Les dépens seront laissés à la charge de la partie requérante.
Dispositif🔗
PAR CES MOTIFS,
LE TRIBUNAL,
Statuant publiquement, par jugement contradictoire et en premier ressort,
Déclare exécutoire en Principauté de Monaco avec toutes conséquences de droit :
- le jugement rendu le 9 septembre 2015 par le Tribunal de première instance n° 95 de Madrid (Espagne), désignant s. i. H S en qualité de tutrice de sa soeur m. l. H S ;
- le procès-verbal d'acceptation et de serment de la charge de tuteur dressé le 25 septembre 2015 par le greffier du Tribunal de première instance n° 95 de Madrid (Espagne) ;
Condamne s. i.
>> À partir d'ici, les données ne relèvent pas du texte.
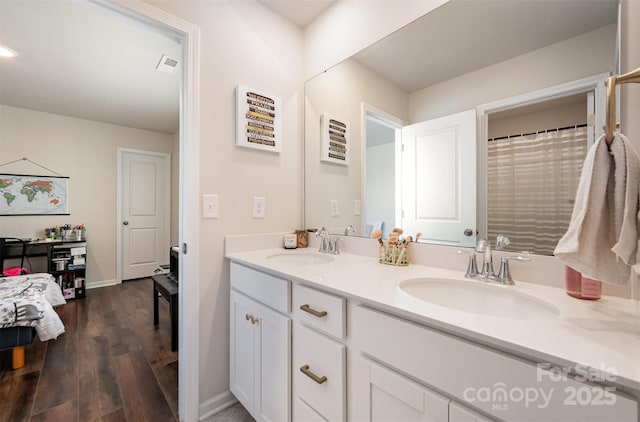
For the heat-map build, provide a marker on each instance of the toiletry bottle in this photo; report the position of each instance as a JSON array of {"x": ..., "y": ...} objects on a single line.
[{"x": 582, "y": 287}]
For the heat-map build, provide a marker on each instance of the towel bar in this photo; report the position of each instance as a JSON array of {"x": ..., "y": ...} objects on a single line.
[{"x": 631, "y": 77}]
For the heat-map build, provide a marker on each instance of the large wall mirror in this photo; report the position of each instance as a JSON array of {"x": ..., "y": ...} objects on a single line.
[{"x": 393, "y": 138}]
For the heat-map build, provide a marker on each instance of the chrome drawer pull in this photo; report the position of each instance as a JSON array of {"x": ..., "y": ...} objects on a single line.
[
  {"x": 305, "y": 370},
  {"x": 313, "y": 312}
]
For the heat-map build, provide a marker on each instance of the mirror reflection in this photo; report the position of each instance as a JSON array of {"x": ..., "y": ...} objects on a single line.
[{"x": 410, "y": 103}]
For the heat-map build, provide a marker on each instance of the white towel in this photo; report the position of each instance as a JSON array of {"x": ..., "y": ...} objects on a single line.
[{"x": 602, "y": 239}]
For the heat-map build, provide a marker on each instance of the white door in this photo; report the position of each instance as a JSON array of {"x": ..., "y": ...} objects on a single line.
[
  {"x": 144, "y": 225},
  {"x": 439, "y": 179}
]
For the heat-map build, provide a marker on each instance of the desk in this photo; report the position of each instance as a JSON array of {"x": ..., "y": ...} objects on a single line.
[{"x": 169, "y": 290}]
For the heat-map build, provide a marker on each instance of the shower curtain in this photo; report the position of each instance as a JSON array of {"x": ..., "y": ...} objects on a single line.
[{"x": 532, "y": 181}]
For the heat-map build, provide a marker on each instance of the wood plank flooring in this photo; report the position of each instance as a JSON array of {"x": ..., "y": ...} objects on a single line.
[{"x": 112, "y": 364}]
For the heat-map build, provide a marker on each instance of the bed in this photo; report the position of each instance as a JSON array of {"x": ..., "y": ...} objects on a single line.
[{"x": 26, "y": 309}]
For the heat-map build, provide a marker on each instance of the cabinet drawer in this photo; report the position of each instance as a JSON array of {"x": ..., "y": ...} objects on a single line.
[
  {"x": 323, "y": 384},
  {"x": 265, "y": 288},
  {"x": 303, "y": 413},
  {"x": 320, "y": 310},
  {"x": 499, "y": 384}
]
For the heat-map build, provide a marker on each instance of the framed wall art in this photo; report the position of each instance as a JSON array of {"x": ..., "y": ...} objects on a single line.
[
  {"x": 33, "y": 195},
  {"x": 258, "y": 120},
  {"x": 335, "y": 140}
]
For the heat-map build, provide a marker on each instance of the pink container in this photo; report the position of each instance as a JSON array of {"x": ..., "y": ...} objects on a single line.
[{"x": 582, "y": 287}]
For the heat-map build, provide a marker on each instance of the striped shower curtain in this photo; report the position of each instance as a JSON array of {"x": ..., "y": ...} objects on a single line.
[{"x": 532, "y": 182}]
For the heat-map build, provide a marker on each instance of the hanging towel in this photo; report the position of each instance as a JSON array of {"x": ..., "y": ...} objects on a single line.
[{"x": 602, "y": 239}]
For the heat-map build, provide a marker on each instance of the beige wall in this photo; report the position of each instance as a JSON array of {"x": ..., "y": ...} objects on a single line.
[
  {"x": 630, "y": 93},
  {"x": 517, "y": 76},
  {"x": 340, "y": 92},
  {"x": 86, "y": 152}
]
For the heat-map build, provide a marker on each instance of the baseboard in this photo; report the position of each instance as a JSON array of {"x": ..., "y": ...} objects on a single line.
[
  {"x": 103, "y": 283},
  {"x": 216, "y": 404}
]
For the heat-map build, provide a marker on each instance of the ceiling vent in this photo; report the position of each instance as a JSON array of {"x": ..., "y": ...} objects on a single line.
[{"x": 167, "y": 64}]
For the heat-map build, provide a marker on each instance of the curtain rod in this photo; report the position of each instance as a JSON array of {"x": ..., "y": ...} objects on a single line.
[{"x": 535, "y": 133}]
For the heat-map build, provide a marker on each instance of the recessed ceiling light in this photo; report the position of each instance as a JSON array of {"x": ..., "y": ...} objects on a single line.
[{"x": 7, "y": 52}]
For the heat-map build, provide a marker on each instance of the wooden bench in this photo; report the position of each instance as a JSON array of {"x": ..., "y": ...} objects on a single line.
[{"x": 168, "y": 288}]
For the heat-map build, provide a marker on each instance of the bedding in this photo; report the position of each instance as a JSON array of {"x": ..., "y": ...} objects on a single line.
[{"x": 28, "y": 300}]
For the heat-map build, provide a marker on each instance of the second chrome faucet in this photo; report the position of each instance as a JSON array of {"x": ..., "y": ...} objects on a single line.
[
  {"x": 487, "y": 273},
  {"x": 328, "y": 244}
]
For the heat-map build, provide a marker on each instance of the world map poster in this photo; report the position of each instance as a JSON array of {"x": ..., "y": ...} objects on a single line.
[{"x": 33, "y": 195}]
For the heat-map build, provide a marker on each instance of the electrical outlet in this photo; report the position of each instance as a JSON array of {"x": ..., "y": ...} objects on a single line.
[
  {"x": 210, "y": 206},
  {"x": 334, "y": 208},
  {"x": 259, "y": 205}
]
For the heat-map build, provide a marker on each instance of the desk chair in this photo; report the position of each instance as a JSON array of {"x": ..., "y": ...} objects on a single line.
[{"x": 3, "y": 245}]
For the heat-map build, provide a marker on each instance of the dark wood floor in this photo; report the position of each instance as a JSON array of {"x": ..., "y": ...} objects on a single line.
[{"x": 112, "y": 364}]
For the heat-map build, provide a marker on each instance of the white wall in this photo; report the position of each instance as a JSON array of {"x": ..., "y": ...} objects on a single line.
[
  {"x": 86, "y": 152},
  {"x": 340, "y": 92},
  {"x": 241, "y": 42},
  {"x": 349, "y": 26},
  {"x": 630, "y": 93},
  {"x": 519, "y": 75},
  {"x": 175, "y": 189}
]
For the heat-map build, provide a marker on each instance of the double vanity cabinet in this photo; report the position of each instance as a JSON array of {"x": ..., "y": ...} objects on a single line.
[{"x": 302, "y": 350}]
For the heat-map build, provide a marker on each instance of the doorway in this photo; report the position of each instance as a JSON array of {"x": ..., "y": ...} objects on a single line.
[{"x": 188, "y": 35}]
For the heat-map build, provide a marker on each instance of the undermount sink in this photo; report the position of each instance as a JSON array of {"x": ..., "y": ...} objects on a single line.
[
  {"x": 479, "y": 298},
  {"x": 305, "y": 258}
]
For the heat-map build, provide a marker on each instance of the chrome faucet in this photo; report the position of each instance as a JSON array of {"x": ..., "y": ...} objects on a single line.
[
  {"x": 487, "y": 274},
  {"x": 484, "y": 246},
  {"x": 328, "y": 244},
  {"x": 504, "y": 275}
]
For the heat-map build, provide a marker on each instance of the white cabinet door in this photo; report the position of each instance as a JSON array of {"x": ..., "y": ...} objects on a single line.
[
  {"x": 242, "y": 350},
  {"x": 260, "y": 359},
  {"x": 385, "y": 395},
  {"x": 274, "y": 369}
]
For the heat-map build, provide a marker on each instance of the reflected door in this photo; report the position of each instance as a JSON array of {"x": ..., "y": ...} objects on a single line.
[
  {"x": 144, "y": 194},
  {"x": 438, "y": 179}
]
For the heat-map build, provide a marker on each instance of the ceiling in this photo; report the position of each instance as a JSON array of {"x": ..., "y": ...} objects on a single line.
[
  {"x": 300, "y": 12},
  {"x": 87, "y": 62},
  {"x": 486, "y": 32}
]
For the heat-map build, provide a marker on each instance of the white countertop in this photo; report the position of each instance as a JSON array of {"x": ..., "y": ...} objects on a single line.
[{"x": 601, "y": 336}]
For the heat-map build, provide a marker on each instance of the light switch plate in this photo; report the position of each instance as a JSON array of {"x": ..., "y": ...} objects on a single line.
[
  {"x": 210, "y": 206},
  {"x": 259, "y": 205},
  {"x": 334, "y": 208}
]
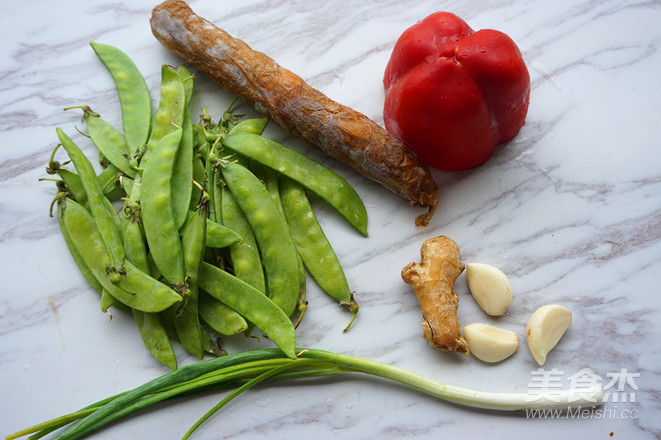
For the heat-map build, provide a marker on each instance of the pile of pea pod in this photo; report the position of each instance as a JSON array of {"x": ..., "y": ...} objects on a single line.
[{"x": 197, "y": 229}]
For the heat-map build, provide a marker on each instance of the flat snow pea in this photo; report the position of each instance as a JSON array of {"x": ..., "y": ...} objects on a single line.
[
  {"x": 219, "y": 236},
  {"x": 110, "y": 143},
  {"x": 246, "y": 262},
  {"x": 133, "y": 94},
  {"x": 253, "y": 125},
  {"x": 279, "y": 255},
  {"x": 169, "y": 115},
  {"x": 320, "y": 180},
  {"x": 251, "y": 304},
  {"x": 152, "y": 331},
  {"x": 186, "y": 320},
  {"x": 220, "y": 317},
  {"x": 182, "y": 173},
  {"x": 158, "y": 219},
  {"x": 315, "y": 249},
  {"x": 82, "y": 265}
]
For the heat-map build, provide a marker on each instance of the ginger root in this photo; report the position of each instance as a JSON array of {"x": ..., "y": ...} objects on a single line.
[{"x": 432, "y": 281}]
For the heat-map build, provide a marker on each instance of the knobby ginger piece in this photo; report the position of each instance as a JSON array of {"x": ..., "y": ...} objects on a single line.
[
  {"x": 432, "y": 281},
  {"x": 341, "y": 132}
]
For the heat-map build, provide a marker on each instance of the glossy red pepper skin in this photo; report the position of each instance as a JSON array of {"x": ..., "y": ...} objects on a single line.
[{"x": 453, "y": 94}]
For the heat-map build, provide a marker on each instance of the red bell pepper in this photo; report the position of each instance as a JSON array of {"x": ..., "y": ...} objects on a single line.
[{"x": 453, "y": 94}]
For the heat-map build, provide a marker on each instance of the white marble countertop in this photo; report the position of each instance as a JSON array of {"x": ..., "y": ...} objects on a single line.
[{"x": 570, "y": 210}]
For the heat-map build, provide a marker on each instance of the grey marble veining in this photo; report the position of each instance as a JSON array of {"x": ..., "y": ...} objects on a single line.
[{"x": 570, "y": 210}]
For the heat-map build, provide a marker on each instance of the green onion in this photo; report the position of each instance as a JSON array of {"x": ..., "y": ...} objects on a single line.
[{"x": 247, "y": 369}]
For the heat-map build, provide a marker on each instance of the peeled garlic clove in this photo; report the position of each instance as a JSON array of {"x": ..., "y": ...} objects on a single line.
[
  {"x": 489, "y": 343},
  {"x": 545, "y": 328},
  {"x": 490, "y": 288}
]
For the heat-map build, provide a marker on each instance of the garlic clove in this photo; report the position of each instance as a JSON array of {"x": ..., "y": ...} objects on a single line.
[
  {"x": 489, "y": 343},
  {"x": 545, "y": 328},
  {"x": 490, "y": 288}
]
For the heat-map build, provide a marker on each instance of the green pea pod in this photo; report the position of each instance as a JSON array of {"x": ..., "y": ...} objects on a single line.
[
  {"x": 246, "y": 262},
  {"x": 270, "y": 179},
  {"x": 182, "y": 173},
  {"x": 279, "y": 255},
  {"x": 315, "y": 249},
  {"x": 107, "y": 300},
  {"x": 318, "y": 179},
  {"x": 188, "y": 81},
  {"x": 186, "y": 321},
  {"x": 110, "y": 143},
  {"x": 198, "y": 176},
  {"x": 109, "y": 181},
  {"x": 253, "y": 125},
  {"x": 82, "y": 265},
  {"x": 134, "y": 288},
  {"x": 133, "y": 94},
  {"x": 160, "y": 226},
  {"x": 155, "y": 337},
  {"x": 73, "y": 184},
  {"x": 220, "y": 317},
  {"x": 102, "y": 210},
  {"x": 251, "y": 304},
  {"x": 152, "y": 331},
  {"x": 219, "y": 236},
  {"x": 170, "y": 113}
]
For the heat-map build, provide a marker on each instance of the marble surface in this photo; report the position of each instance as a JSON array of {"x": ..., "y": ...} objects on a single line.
[{"x": 570, "y": 210}]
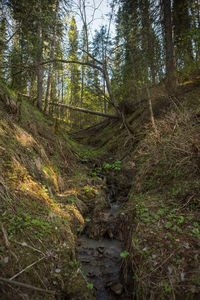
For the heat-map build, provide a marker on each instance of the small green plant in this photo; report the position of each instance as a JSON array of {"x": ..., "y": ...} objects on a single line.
[
  {"x": 116, "y": 166},
  {"x": 90, "y": 286},
  {"x": 167, "y": 288},
  {"x": 124, "y": 254},
  {"x": 87, "y": 220}
]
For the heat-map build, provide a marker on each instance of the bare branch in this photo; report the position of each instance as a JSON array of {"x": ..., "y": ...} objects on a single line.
[{"x": 85, "y": 110}]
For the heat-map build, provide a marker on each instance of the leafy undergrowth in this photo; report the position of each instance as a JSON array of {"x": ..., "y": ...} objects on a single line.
[
  {"x": 161, "y": 218},
  {"x": 43, "y": 197},
  {"x": 163, "y": 209}
]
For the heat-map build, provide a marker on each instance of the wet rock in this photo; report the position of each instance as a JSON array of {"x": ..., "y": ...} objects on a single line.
[
  {"x": 101, "y": 250},
  {"x": 117, "y": 288}
]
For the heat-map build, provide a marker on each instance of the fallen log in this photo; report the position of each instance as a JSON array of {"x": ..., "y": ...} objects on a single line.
[{"x": 86, "y": 111}]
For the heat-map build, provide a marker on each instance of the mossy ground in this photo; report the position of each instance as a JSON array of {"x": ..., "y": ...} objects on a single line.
[
  {"x": 41, "y": 182},
  {"x": 161, "y": 216}
]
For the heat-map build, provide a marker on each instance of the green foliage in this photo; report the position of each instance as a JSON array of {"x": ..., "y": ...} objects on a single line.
[
  {"x": 90, "y": 286},
  {"x": 124, "y": 254}
]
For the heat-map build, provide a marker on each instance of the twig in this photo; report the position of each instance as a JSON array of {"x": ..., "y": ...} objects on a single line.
[
  {"x": 28, "y": 286},
  {"x": 25, "y": 245},
  {"x": 28, "y": 267},
  {"x": 159, "y": 265},
  {"x": 5, "y": 236}
]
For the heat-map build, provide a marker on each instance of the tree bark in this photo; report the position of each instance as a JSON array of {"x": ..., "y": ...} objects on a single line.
[
  {"x": 48, "y": 90},
  {"x": 40, "y": 66},
  {"x": 169, "y": 47}
]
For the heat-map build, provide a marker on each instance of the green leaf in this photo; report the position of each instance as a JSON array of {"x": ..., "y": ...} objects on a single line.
[
  {"x": 87, "y": 220},
  {"x": 90, "y": 286},
  {"x": 124, "y": 254}
]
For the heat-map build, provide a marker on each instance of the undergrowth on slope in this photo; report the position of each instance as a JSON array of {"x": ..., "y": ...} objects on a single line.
[
  {"x": 164, "y": 203},
  {"x": 39, "y": 220}
]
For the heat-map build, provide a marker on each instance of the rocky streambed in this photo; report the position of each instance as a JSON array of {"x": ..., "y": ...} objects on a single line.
[{"x": 99, "y": 248}]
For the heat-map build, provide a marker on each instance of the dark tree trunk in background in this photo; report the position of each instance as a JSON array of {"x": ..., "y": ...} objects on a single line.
[
  {"x": 40, "y": 71},
  {"x": 169, "y": 45}
]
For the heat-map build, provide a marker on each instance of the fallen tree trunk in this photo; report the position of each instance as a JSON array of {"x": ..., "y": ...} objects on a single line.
[{"x": 86, "y": 111}]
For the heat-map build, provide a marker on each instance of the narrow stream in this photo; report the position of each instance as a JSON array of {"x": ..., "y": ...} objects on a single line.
[{"x": 100, "y": 259}]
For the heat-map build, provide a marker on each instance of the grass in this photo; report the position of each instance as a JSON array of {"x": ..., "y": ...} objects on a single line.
[
  {"x": 165, "y": 203},
  {"x": 38, "y": 232}
]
H S aux entiers dépens de l'instance ;
Composition🔗
Ainsi jugé par Madame Martine COULET-CASTOLDI, Président, Chevalier de l'Ordre de Saint-Charles, Madame Léa PARIENTI, Juge, Monsieur Adrian CANDAU, Juge, qui en ont délibéré conformément à la loi assistés ou, lors des débats seulement, de Madame Florence TAILLEPIED, Greffier ;
Lecture du dispositif de la présente décision a été donnée à l'audience du 21 DÉCEMBRE 2017, dont la date avait été annoncée lors de la clôture des débats, par Madame Martine COULET-CASTOLDI, Président, Chevalier de l'Ordre de Saint-Charles, assistée de Madame Emmanuelle PHILIBERT, Greffier, en présence de Monsieur Olivier ZAMPHIROFF, Premier Substitut du Procureur Général, et ce en application des dispositions des articles 15 et 58 de la loi n° 1.398 du 24 juin 2013 relative à l'administration et à l'organisation judiciaires.